The Go Pro story starts simply enough; in 2002, Nick Woodsman was surfing in Australia and wanted to capture the experience to share with his friends. However, inaccessible prices for inadequate camera systems inhibited the possibility of getting quality footage in the water. What to do? Well, fix the problem and start a business that fills this gaping hole in the market. By 2005, his first product was born: a 35mm film camera that attached via a wrist mount.
As digital camera technology became more accessible, however, the first digital iteration of the GoPro, the Hero 3, quickly followed suit. Needless to say, the Hero was revolutionary. It had a 3-megapixel camera inside a waterproof housing rated to a depth of 30 meters. With the new digital platform to work with, GoPro technology improved at a rapid rate. The following year, the Hero 5 was born, which featured a wide-angle lens and improvements to the battery life, capture quality, and mount compatibility. And not too long after, in 2010, the GoPro platform finally went HD.
The first HD Hero could record video with a resolution of 1080p on a 5MP sensor, and just as importantly, it opened the way to a wide range of accessories and a larger memory card capacity. It was embraced almost immediately across every sport imaginable.

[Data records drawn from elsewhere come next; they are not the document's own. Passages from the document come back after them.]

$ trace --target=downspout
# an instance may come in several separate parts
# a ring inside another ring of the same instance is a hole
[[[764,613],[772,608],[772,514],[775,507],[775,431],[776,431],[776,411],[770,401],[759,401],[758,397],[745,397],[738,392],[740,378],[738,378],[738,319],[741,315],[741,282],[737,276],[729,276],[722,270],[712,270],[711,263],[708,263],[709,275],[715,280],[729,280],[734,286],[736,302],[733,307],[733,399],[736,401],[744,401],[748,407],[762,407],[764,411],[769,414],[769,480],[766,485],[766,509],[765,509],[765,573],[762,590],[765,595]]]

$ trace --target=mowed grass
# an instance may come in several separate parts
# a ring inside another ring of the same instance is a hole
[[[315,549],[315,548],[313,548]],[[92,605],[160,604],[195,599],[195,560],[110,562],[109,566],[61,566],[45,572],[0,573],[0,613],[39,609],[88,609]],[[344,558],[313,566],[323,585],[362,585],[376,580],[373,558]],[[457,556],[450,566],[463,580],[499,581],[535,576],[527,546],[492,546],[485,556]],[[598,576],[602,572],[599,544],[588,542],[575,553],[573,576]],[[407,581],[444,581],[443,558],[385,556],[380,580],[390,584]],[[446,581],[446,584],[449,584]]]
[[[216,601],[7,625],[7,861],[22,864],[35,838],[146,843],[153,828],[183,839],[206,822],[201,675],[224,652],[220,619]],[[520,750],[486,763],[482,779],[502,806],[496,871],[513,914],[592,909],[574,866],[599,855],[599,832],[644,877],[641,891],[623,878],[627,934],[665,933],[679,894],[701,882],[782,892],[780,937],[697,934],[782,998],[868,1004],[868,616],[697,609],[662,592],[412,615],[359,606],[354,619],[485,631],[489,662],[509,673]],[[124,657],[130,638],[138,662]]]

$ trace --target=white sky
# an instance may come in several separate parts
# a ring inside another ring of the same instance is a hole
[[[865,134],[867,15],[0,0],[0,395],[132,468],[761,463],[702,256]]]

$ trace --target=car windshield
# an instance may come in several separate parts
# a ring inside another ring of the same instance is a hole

Not to squander the attention and rabid fan loyalty, the HD Hero 2 was launched shortly thereafter. The image sensor more than doubled in capability, and the concept of sport-themed packages was born. These allowed your GoPro to be tailored exactly to what you do through variations in the mounts and accessories. Now, there were packages with mounts for the chest, bike, car, head, surfboard–you name it.
Truly, the HD Hero 2 was the boldest step in Woodsman's initial dream: to enable anyone to document their lives and share it online. But while this was the realization of a dream, the HD Hero3 that was to follow was the birth of a new one entirely. This line of cameras not only delivered an unprecedented level of recording quality, but its WiFi connectivity made sharing your videos even easier. And GoPro’s latest and greatest, the Hero 3+, delivers improved, professional-grade image quality and versatility, in a package that’s 20% smaller and lighter, and with a battery that lasts 30% longer, both of which make it easier to capture high-quality footage absolutely anywhere.
But sure, while the history of GoPro models and technology is interesting, it's understandable to mistake the emphasis on technology for the absence of soul. On the contrary, though, since its inception, Woodson knew that you are the soul of GoPro. The camera is simply a tool for you to share your story, your life. And simple enough, it was always Woodson's dream to make an incredible conduit to others at a price that's accessible to nearly anyone. In other words, by communicating your visual narrative with a worldwide audience, you can finally be a hero.